Some of the places Toomer went were recognizable — a stop at campus bar Good Time Charley’s, for instance. Others weren’t, as new buildings and renovations have popped up since the last time he was here.
Things had changed for Toomer, too. He left Ann Arbor as a second-round NFL Draft pick expected to be an impact player in New York. He returned retired from football after a 13-year NFL career, a Super Bowl champion and someone who is OK commenting on the game instead of playing it.
Except for a couple of months in Kansas City, Toomer spent his entire football career with two teams — Michigan and the Giants.
“I was relieved, actually. I went to Kansas City, got hurt in camp, and I was relieved because I knew, I could feel my skills and my body not being able to do what my mind was telling it to. And it was a stressful situation I went through,” Toomer said. “When your mind thinks you can go and your body just doesn’t do what you want it to do, so now that it’s done I’m very pleased with the body of work I put together.”
Toomer retired with 9,497 receiving yards and 54 touchdowns in 190 games. His best season was with the Giants in 2002, when he averaged 16.4 yards per catch while piling up 1,343 receiving yards with eight touchdowns.
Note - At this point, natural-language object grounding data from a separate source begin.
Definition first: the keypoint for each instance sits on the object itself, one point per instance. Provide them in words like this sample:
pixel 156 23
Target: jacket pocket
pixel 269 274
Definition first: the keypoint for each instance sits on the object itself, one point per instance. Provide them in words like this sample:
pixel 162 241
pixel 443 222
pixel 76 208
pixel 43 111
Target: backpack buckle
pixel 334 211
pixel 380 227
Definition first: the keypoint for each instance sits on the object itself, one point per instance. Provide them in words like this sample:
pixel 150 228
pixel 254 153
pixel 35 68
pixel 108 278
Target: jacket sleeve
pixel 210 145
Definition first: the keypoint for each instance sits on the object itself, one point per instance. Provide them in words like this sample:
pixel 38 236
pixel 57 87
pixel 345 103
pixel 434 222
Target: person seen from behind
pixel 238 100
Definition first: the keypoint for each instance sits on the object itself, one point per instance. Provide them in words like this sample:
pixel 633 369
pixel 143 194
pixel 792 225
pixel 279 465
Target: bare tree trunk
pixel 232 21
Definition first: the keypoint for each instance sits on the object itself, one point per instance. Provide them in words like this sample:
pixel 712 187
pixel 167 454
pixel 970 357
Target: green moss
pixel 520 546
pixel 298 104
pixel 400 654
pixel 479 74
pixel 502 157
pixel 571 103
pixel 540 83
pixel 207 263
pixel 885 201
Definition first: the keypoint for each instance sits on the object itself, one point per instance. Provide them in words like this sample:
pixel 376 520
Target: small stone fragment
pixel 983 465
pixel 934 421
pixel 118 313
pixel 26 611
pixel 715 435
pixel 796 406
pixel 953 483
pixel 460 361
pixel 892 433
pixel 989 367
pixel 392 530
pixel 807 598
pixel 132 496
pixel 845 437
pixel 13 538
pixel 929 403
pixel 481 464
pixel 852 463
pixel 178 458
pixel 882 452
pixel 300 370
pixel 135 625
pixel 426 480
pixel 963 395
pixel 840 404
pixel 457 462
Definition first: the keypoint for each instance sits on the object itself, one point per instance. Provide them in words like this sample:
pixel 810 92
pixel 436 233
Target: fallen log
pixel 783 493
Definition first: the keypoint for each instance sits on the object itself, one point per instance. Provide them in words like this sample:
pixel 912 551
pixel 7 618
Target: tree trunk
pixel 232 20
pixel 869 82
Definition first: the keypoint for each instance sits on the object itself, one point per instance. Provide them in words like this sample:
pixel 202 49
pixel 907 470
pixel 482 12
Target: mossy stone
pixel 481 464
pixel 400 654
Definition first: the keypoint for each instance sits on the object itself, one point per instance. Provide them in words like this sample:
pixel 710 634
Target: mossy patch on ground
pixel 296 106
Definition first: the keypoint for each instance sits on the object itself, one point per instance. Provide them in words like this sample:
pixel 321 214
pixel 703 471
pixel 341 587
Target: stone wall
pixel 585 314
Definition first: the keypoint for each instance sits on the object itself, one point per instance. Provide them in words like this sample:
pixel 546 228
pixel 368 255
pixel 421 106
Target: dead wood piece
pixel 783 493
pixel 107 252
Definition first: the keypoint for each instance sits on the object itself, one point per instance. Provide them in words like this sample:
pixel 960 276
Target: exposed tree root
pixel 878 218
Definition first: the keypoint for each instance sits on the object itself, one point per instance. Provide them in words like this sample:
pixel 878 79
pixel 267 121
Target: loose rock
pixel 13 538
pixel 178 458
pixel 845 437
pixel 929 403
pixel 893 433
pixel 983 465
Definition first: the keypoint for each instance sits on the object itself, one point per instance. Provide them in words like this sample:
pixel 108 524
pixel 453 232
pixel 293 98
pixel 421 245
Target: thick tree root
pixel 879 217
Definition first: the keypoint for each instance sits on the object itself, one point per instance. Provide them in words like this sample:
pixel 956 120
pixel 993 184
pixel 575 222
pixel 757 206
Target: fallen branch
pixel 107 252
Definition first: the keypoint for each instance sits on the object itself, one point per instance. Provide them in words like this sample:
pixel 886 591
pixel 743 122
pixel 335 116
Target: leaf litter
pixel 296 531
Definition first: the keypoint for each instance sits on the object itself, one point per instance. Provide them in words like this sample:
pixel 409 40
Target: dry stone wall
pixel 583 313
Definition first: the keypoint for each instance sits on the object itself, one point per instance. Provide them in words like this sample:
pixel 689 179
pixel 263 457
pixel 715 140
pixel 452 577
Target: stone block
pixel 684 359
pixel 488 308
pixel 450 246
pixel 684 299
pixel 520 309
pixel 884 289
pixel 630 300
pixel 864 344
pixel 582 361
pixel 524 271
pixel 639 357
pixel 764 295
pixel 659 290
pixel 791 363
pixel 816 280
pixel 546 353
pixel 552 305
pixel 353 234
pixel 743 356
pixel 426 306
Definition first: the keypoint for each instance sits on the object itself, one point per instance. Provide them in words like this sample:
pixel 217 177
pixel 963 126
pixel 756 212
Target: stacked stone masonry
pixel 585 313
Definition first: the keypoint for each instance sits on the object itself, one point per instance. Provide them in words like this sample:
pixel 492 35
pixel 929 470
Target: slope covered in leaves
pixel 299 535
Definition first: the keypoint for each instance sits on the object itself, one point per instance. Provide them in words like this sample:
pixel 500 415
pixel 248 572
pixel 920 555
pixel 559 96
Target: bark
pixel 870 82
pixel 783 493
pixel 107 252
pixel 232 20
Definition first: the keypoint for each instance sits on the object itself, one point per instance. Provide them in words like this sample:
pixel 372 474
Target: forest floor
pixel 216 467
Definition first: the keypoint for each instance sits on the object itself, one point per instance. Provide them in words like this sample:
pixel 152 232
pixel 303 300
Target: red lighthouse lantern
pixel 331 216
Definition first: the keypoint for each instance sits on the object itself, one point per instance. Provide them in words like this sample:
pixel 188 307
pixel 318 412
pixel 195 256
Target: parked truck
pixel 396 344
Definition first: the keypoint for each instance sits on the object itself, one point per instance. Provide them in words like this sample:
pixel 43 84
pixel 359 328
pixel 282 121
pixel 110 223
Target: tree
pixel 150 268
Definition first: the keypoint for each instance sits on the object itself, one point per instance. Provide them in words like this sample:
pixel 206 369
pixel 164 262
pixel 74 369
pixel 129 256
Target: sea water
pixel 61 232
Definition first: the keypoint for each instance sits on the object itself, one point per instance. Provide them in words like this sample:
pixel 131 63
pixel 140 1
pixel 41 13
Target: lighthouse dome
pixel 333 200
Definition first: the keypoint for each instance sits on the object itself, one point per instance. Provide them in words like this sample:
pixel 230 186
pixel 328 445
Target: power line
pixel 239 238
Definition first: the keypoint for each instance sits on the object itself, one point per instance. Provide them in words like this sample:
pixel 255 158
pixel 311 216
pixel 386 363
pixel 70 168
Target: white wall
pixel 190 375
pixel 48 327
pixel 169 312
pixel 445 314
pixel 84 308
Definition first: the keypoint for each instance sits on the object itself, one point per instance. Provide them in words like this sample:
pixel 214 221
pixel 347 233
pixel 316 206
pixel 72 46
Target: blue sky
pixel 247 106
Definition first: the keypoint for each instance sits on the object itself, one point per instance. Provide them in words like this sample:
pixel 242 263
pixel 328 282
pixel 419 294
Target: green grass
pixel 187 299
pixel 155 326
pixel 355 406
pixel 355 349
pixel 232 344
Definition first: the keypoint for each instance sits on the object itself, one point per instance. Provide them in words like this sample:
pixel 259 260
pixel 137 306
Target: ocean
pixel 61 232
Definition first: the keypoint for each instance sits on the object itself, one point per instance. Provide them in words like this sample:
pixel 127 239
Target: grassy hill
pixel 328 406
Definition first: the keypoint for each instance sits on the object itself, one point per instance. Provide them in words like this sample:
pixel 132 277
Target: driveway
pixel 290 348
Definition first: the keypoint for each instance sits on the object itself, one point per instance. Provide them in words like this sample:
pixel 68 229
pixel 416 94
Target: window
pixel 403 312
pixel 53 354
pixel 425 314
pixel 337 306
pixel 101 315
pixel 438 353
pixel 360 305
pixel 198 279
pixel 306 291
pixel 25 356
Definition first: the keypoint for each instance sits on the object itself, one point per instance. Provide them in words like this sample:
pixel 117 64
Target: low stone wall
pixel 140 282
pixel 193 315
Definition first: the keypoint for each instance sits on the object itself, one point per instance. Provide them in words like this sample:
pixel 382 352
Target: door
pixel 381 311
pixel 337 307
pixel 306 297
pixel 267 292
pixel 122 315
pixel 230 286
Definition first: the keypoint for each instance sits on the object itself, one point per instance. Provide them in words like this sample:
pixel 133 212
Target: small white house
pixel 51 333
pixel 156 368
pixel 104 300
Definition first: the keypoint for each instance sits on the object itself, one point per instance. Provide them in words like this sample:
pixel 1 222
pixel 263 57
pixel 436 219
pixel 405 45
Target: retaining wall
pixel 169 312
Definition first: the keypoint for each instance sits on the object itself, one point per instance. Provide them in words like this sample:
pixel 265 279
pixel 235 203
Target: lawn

Now he's taking that experience into the broadcast booth, something he didn’t expect when he was playing.
He did work with the Big Ten Network last season and also with my9 in New York on a postgame show after Giants football games. It is different than what he thought he might get into: Real estate.
Most of that work comes on the investment side working with companies searching for money, but that doesn’t invigorate him like he thought it would.
Broadcasting, he said, is fun and he has a different understanding of the media now that he’s analyzing games instead of playing in them.
“When I was playing, it was like ‘Oh, man, they don’t know what they are talking about, these people in the media,’” Toomer said. “But they really have a perspective that we don’t have as players, and now I’m getting my eyes open to that new perspective of the game.”
Toomer likes it. He said he is currently figuring out on-air possibilities for next season, something he hopes to wrap up in the next month.